Das mächtige Tierchen in Gran Canaria flog immer im Carré um eine Blüte. Sie beschrieb ein Viereck. Wieso und warum?!
Von mir weg…
Dann scharf nach rechts…
Dann auf mich zu…
Zum Schluss nach links…und danach das selbe Spielchen erneut
Was hatte es mit diesem andauernden Viereckflug auf sich?
Dieses Erlebnis ist mehr als 2 Jahre her.
Jetzt erst habe ich durch einen Entomolgen eine Antwort bekommen:
Das Holzbienenmännchen mit dem merkwürdigen Verhalten könnte auch die neu für die Canaren nachgewiesene Xylocopa pubescens sein. Die Männchen dieser Bienen markieren Territorien, in die Weibchen dann einfliegen, u.a. angelockt durch Männchen-Pheromone. Anders als Reviermarkierung kann ich mir das regelmäßige Flugmuster nicht erklären.

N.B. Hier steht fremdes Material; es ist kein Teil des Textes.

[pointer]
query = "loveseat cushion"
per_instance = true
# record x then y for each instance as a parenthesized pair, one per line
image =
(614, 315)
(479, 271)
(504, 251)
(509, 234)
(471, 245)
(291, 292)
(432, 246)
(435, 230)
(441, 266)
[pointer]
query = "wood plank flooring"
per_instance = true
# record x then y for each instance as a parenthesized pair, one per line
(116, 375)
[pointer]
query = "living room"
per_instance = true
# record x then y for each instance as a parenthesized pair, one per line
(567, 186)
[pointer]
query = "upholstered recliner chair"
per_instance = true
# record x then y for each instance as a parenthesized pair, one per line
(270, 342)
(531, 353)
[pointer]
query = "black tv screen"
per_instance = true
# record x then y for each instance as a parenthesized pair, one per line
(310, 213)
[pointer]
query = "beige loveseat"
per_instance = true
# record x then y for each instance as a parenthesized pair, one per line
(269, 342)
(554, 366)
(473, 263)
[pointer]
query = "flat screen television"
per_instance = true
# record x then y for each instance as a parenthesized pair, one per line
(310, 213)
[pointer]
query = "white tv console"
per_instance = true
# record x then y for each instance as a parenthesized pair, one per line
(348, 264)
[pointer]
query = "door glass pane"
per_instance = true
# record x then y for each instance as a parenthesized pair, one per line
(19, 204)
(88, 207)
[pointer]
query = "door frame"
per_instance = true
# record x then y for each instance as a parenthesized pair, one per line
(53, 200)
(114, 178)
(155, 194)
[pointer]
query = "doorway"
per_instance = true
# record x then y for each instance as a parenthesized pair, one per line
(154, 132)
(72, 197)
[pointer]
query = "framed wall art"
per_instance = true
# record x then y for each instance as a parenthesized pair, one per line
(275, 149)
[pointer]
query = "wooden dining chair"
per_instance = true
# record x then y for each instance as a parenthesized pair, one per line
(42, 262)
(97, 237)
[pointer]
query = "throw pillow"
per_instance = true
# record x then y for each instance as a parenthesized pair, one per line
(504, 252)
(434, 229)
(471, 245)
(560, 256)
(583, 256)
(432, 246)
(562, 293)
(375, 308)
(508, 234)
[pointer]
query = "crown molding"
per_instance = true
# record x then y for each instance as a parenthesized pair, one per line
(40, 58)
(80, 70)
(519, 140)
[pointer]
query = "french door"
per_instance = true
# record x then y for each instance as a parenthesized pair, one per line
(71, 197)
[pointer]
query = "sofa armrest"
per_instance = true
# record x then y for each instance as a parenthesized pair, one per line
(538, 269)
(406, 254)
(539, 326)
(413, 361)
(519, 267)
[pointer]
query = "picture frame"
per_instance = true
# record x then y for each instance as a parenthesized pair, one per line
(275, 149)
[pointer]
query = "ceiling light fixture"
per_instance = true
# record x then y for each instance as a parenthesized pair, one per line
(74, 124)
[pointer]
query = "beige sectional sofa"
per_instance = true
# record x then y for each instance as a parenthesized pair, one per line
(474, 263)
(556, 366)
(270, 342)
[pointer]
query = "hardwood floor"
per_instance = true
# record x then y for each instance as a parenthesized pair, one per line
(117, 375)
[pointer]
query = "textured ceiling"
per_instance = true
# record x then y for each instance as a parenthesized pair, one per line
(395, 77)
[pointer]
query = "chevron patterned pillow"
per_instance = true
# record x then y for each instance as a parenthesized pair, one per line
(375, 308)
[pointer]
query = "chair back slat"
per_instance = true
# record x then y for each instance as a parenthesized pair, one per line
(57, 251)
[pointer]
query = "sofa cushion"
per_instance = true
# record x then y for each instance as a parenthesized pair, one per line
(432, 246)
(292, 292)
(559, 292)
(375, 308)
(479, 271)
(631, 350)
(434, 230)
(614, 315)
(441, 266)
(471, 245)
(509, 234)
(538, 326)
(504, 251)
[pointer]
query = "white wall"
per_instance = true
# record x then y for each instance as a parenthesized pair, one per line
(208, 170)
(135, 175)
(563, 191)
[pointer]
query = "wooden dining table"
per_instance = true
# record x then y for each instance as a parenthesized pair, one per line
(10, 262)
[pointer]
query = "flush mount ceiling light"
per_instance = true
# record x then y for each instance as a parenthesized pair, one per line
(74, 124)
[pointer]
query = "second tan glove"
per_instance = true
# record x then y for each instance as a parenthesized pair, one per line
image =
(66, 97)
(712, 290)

In der Natur vollzieht sich ein ständiger Wechsel!
Hier kommt von rechts eine charakteristische Töpferwespe, in diesem Jahr noch nicht gesehen. Seit ein paar Wochen schon ist die Grabwespe links, eine Ectemnius, auf der Wolfsmilch zu finden.
Hier nochmal eine Gegenüberstellung in groß:
Eumenes
Ectemnius
Ich mag die Muster dieser Wespen einfach! Es gibt noch einige mehr, alle für sich interessant.